The suit also argues for the state to waive the photo identification requirement to cast an absentee ballot. Lawyers for the plaintiffs in the suit argue the rule requires those at home to possess a printer, copier or scanner in order to duplicate state identification and send it with the absentee ballot application.
“Requiring voters without facilities in their homes to obtain copies of photo identifications will endanger their health and their lives during the coronavirus pandemic by exposing them to potential infection outside their homes,” the suit reads. “Overseas voters and elderly and handicapped voters are already exempt from providing photo identifications with their applications … and the pandemic emergency should exempt all other voters as well.”
Merrill argued he has already worked with Democratic Sen. Rodger Smitherman to tweak the identification requirements for absentee ballots. He said voters will need to attach a copy of their identification when sending in a ballot application.

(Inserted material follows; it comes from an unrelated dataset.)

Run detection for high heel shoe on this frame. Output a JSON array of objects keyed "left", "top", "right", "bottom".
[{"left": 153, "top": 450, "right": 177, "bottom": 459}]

Caddell said she’s fortunate to have a printer and copier at home, but the process is still confusing.
“[Merrill] has made some things easier, but it’s still confusing and we’d like that changed,” she said. “It made me want to pull my hair out and I don’t have enough to pull out. It’s not that you can’t get [a ballot] — it’s just harder.”
The group also wants the state to modify the deadlines for absentee ballots to Election Day and waive the two witness or notary requirement as well.
“You shouldn’t need two witnesses. I’ve got my husband as one, but then I’ve got to find a neighbor or the mailman or someone, and that’s difficult,” Caddell said. “Getting it notarized — that’s another hoop to jump through. I’m fortunate I have the resources to download and print and copy and find people to be witnesses; not everybody does.”
This story was updated at 10:19 a.m. on June 8 to correct information related to absentee ballots.